Compramos el software, olvidamos leer el contrato
El Estado sin responsable: la ausencia de gobernanza algorítmica en la seguridad pública mexicana. México vive una paradoja peligrosa. Mientras los tres órdenes de gobierno anuncian con entusiasmo la modernización tecnológica de la seguridad pública —videovigilancia inteligente, reconocimiento facial, análisis predictivo, integración de bases biométricas—, ninguno de ellos ha construido el andamiaje jurídico mínimo para controlar, auditar o hacer responsable a esa tecnología cuando falla. No es un vacío técnico. Es un vacío de Estado de Derecho.
Un documento reciente sobre gobierno algorítmico y el colapso del derecho administrativo tradicional ( “ALGORITHMIC GOVERNMENT AND THECOLLAPSE OFTRADITIONAL ADMINISTRATIVE LAW”) —que he revisado como insumo para este análisis, no como fuente académica verificada de forma independiente— plantea una tesis incómoda pero necesaria: el derecho administrativo fue diseñado para controlar decisiones humanas, no decisiones producidas por sistemas entrenados con datos. Cuando el Estado delega en algoritmos la clasificación de riesgo, la identificación de personas o la asignación de recursos policiales, los mecanismos clásicos de control —motivación del acto, impugnación, responsabilidad del funcionario— simplemente dejan de operar como deberían.
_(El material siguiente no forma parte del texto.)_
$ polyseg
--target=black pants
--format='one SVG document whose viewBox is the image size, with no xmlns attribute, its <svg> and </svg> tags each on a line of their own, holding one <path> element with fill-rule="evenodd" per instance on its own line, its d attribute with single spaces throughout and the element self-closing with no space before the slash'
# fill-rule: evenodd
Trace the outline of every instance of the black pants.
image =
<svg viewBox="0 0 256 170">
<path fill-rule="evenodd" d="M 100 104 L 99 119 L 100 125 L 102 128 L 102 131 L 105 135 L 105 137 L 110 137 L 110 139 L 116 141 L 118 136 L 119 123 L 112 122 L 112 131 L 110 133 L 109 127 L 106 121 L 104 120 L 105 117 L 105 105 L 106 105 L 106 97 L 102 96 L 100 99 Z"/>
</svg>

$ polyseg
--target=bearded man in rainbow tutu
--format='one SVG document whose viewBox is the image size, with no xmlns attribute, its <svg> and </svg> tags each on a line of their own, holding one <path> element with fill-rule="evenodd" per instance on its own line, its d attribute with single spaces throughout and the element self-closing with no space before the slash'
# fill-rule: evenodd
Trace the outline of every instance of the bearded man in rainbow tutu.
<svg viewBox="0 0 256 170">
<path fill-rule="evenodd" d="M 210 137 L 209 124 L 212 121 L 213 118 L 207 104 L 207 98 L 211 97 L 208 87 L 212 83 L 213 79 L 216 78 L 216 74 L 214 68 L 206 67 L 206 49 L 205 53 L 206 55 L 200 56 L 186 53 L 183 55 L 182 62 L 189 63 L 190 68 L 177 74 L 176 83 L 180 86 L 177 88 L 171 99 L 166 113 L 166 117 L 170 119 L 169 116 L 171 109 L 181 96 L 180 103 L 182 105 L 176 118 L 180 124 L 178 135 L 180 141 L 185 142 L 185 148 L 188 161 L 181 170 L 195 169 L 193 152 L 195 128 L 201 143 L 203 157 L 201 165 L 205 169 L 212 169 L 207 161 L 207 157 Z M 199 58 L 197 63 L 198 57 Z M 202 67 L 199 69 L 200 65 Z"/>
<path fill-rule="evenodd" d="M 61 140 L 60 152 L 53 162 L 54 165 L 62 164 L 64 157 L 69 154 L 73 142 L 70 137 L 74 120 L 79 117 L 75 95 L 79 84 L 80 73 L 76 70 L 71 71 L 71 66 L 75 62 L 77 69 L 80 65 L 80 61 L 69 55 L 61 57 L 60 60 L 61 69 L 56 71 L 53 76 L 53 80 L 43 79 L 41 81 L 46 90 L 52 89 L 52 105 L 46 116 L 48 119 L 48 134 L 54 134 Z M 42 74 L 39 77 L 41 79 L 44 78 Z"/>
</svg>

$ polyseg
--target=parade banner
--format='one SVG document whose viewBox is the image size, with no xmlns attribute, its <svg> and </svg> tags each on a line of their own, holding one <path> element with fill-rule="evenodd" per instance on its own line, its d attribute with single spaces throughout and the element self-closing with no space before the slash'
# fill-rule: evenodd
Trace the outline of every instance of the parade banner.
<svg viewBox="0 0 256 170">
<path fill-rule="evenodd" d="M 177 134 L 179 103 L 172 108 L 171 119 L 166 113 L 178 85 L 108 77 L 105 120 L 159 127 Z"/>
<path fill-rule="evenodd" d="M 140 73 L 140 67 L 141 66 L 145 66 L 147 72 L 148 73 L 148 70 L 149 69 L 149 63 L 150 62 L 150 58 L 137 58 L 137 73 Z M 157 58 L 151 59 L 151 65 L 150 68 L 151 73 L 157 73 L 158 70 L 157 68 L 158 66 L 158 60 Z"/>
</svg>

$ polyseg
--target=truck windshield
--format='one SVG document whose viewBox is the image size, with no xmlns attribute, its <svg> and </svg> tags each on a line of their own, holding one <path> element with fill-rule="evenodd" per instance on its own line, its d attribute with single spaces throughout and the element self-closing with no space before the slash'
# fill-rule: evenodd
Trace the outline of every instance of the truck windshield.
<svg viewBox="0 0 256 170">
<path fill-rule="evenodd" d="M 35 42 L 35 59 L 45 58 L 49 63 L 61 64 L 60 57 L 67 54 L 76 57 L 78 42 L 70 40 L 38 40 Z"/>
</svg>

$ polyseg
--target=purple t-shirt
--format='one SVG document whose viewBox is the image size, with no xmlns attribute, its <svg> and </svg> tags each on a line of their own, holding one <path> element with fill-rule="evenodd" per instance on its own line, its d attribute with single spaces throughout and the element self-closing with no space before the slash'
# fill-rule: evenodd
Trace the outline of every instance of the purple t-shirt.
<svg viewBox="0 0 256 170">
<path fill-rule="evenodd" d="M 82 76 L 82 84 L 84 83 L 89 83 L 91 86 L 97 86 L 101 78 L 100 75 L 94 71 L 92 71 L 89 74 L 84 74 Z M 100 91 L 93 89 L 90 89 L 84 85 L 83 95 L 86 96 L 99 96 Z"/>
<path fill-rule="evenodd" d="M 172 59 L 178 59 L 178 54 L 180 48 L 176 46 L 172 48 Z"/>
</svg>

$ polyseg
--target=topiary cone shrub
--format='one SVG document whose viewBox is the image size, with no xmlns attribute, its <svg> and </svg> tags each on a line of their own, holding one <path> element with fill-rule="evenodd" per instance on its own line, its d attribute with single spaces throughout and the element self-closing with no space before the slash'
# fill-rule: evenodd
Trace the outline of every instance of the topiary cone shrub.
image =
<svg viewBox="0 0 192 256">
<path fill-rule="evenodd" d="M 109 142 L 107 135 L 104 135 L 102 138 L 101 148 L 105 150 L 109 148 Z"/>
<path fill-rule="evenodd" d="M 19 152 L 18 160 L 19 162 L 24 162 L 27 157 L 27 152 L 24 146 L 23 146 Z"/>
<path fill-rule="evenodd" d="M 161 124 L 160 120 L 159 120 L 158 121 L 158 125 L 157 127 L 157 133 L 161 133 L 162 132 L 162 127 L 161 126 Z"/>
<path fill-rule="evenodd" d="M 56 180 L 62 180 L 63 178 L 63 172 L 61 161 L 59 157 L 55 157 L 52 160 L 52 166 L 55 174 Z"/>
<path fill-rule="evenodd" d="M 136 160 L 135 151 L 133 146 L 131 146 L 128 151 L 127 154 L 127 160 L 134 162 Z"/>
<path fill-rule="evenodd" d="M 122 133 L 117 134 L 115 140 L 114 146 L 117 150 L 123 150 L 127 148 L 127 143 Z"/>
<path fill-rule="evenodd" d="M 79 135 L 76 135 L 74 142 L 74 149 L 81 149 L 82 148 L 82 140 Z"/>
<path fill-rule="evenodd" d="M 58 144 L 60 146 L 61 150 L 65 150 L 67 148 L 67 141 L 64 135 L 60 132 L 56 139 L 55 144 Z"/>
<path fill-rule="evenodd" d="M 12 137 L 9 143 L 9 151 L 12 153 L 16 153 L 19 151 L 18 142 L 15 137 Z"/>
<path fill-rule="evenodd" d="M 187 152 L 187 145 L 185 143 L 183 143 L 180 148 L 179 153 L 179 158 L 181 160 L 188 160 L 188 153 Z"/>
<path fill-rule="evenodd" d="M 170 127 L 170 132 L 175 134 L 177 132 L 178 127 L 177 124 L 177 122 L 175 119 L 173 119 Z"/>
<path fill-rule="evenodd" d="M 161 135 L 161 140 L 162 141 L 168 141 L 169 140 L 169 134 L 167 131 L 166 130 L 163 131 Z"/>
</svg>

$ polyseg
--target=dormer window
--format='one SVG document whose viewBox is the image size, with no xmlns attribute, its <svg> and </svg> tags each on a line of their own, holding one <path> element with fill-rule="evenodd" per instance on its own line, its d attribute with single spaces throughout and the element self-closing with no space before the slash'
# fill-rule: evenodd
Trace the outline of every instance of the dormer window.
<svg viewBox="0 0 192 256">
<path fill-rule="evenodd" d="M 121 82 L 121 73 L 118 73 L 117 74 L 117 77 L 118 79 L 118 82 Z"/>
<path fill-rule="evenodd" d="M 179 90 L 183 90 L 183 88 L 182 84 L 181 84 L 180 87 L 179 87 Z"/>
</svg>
¿Quién responde cuando el algoritmo se equivoca? Esta es la pregunta que ningún gobierno mexicano, federal, estatal o municipal, ha respondido con seriedad. Si un sistema de reconocimiento facial identifica erróneamente a una persona como sospechosa, ¿quién es responsable: el policía que ejecutó la detención, el funcionario que autorizó el sistema, la empresa que lo vendió, o el algoritmo mismo? Hoy, en la práctica, la respuesta es nadie. No existe en México un marco de responsabilidad administrativa diseñado específicamente para decisiones mediadas por sistemas automatizados de seguridad. La opacidad institucional no es un efecto colateral: es, en muchos casos, la condición que permite que estos sistemas se sigan comprando sin escrutinio.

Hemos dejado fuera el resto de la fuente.